What happenned, who is doing what and why?

Reservoir Dogs, Osaka style.

Luck, efficiency and patience play equal parts, but street shooters do have the advantage of only needing a single frame to tell the story.

Possibly the end of a walk through scene, the blue witches-hat gives us a visual anchor that replaces the womans blue dress as the highlight colour using the 60-30-10% colour rule, (60% primary grey-white, 30% supporting beige and 10% contrast or highlight blue).

Street photography is like cinematography, but without the control. The idea is to convey an idea of a place and/or people, using only what is on offer, making that work as able.

If cinematigraphy is the controlled flow of a moving scene, street photography is the momentary arrest of the same. Both are powerful, but potentially have very different results. Street photography conveys the story through careful inclusion and omission, cinematography does not have that luxury. A stills shooter on a movie set could very well tell a contradictory story to the cinematographer with a few well chosen images.
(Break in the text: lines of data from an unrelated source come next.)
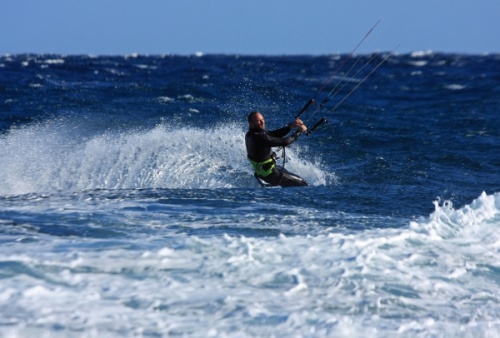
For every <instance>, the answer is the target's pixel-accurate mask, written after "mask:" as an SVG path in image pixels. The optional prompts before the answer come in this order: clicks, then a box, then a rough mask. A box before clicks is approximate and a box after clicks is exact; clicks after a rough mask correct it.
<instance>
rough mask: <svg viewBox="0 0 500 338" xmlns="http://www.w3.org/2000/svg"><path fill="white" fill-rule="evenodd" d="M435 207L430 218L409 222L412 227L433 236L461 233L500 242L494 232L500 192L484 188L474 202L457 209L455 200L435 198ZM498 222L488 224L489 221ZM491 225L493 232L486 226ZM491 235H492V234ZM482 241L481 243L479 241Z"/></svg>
mask: <svg viewBox="0 0 500 338" xmlns="http://www.w3.org/2000/svg"><path fill="white" fill-rule="evenodd" d="M434 206H435V210H434V212H433V213H432V214H431V215H430V217H429V219H424V218H421V219H420V220H418V221H413V222H411V223H410V229H412V230H414V231H416V232H418V233H424V234H426V235H428V236H429V237H430V238H432V239H439V240H441V239H450V238H456V237H461V238H463V239H470V240H471V241H472V240H474V239H476V240H481V241H483V240H484V241H487V242H490V241H492V240H493V244H495V242H496V245H498V244H499V243H500V238H498V236H497V235H496V236H495V235H494V233H495V232H496V230H495V228H496V226H498V224H500V192H497V193H494V194H491V195H488V194H486V192H483V193H482V194H481V195H480V196H479V197H478V198H477V199H475V200H474V201H473V202H472V203H471V204H468V205H465V206H464V207H462V208H459V209H455V208H454V207H453V203H452V202H450V201H444V202H443V203H441V204H440V201H439V200H438V201H435V202H434ZM493 224H494V225H495V226H494V227H489V226H488V225H493ZM485 227H487V228H490V232H491V233H488V231H487V230H486V229H485ZM490 235H491V236H490ZM478 244H480V243H478Z"/></svg>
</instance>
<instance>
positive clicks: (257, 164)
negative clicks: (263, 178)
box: [248, 157, 276, 177]
mask: <svg viewBox="0 0 500 338" xmlns="http://www.w3.org/2000/svg"><path fill="white" fill-rule="evenodd" d="M248 160H249V161H250V163H251V164H252V167H253V170H254V171H255V174H257V175H258V176H260V177H267V176H269V175H271V173H272V172H273V170H274V168H275V167H276V161H275V160H274V158H272V157H270V158H268V159H267V160H265V161H262V162H257V161H254V160H252V159H251V158H248Z"/></svg>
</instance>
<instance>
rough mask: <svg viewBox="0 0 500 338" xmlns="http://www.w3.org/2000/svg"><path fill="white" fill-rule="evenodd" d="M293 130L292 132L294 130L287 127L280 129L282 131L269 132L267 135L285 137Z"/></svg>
mask: <svg viewBox="0 0 500 338" xmlns="http://www.w3.org/2000/svg"><path fill="white" fill-rule="evenodd" d="M291 130H292V128H290V127H288V126H286V127H283V128H280V129H276V130H273V131H268V132H267V134H268V135H270V136H273V137H285V136H286V134H288V133H289V132H290V131H291Z"/></svg>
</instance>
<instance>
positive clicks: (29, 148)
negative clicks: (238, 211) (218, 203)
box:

Setting the scene for either requires an authenticity, one that comes naturally with street shooting, because the shooter has only recognised, not “set” the scene.

The cinematographer sets natural spaces based on a falsehood, that then have to look natural.

Light, movement and placement. This could easily be a scene in a movie, but as a street shot it has added authenticity.

Cinematography and street photography are therefore often identical except for the pre-amble.

The Cinematographer recognises the potential of a found location, then manufactures an environment.

The street photographer recognises the potential of the found space and times their capture.

Same result, different amount of exerted control.

One of my favourites with a fleeting glance of the three element rule. Cinematically, this one would transition well to any of the three subjects, but this specific moment would likely be lost.

For me, the golden rule of street photography is the “three element” rule. I like to include, when I can, three active elements in a frame. This is not always possible or even relevant, but if I can, I do.

A simple composition, lacking the three element rule.

Probably better a little squarer, but I cannot find the original file, this is better blocked for street with three elements and could be used cinematically to transfer our attention from one, to another, to another subject, following the inward and outward movement of specific players.

I guess the lot of the street photographer is as challenging as the cinematographer, just different.

The beauty of the two learned in tandem is the lessons from one do indeed help the other.

The street photographer side of me is always looking for that “cinematic” frame and I guess I always have been without knowing it (drawing on my memory bank of old photos and I now realise old movies).

My newly dicoverred cinematographer side is now looking to create effectively a moving street image.